US President Donald Trump has confirmed he has cancelled his trip to London, saying he did not want to cut the ribbon on the new US embassy as he deemed the building's relocation a "bad deal".

He was due to visit London in February for the opening of the new £734 million building.

Writing on Twitter, Mr Trump said he was "not a big fan" the embassy's move from Grosvenor Square to Nine Elms, south London, blaming the previous administration.

The United States announced plans to move from its current embassy building in Mayfair in October 2008 during George W Bush's Administration - several months before Barack Obama took office.

On the embassy web page about the project, it said: "The project has been funded entirely by the proceeds of the sale of other US Government properties in London, not through appropriated funds."

The new building will open for business on January 16.

On Friday morning Downing Street said the "strong and deep" partnership between the UK and US "will endure", despite Mr Trump's cancellation of the trip.

British government sources said they had never officially been informed of a date for Mr Trump to make a visit, but speculation had suggested he would formally open the embassy at a ceremony in February.

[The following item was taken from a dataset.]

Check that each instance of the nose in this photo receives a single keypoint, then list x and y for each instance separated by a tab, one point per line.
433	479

Mrs May controversially extended the offer of a state visit, officially on behalf of the Queen, when she became the first world leader to meet Mr Trump in the White House following his inauguration last year.

"Our position is that an offer for a state visit has been extended and accepted," a Downing Street spokesman said, with the expectation Mr Trump will visit Britain later this year.

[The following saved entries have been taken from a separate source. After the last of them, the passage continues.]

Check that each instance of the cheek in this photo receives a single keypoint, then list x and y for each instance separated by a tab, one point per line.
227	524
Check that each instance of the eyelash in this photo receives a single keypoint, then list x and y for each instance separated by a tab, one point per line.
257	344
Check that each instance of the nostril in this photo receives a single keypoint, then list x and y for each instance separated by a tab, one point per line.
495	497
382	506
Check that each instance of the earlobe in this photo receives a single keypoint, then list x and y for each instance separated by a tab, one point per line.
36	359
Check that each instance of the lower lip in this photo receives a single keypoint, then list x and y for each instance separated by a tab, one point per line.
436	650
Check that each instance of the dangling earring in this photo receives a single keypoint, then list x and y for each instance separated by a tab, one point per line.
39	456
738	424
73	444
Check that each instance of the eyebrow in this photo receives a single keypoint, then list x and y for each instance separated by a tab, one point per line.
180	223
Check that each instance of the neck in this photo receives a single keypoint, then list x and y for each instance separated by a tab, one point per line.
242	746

Reports have suggested Mr Trump was backing away from the visit over fears of mass demonstrations.

An anti-Trump Banner at Ronald Reagan statue in front of the US Embassy in London. Credit: PA

Mrs May and Mr Trump fell out in November over his retweeting of anti-Muslim videos posted online by the deputy leader of the far-right Britain First group, Jayda Fransen.

At the time, the PM said Mr Trump was "wrong" to retweet the videos, and the president hit back at May on Twitter by telling her to focus on "destructive radical Islamic terrorism" in the UK, rather than on him.

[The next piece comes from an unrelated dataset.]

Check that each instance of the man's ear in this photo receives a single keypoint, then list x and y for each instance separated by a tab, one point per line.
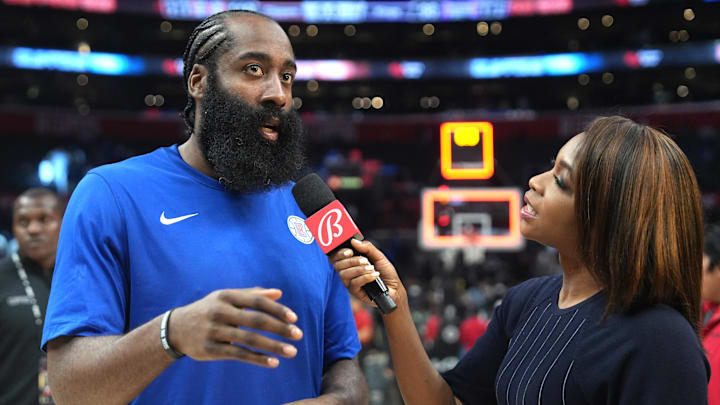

London Mayor Sadiq Khan, who has clashed with Mr Trump in the past, said the US president had "got the message" that many Londoners did not approve of his policies and actions.

Foreign Secretary Boris Johnson hit back at Mr Khan, accusing him and Labour leader Jeremy Corbyn of trying to damage the relationship between Britain and the US.

Brendan Cox, widower of murdered Labour MP Jo Cox, echoed suggestions that concerns about protests may have been the real reason for the visit's cancellation.

Tom Tugendhat, chairman of the Commons Foreign Affairs Committee, suggested that Mr Trump was more aware of opposition in the UK than in other countries he had visited because it was expressed in English.

"While I think it's a shame, I think - if I'm honest - it more reflects the fact that other people criticise in French, Italian, Korean and other languages and we criticise in English, and it's much easier for him to read English," he said.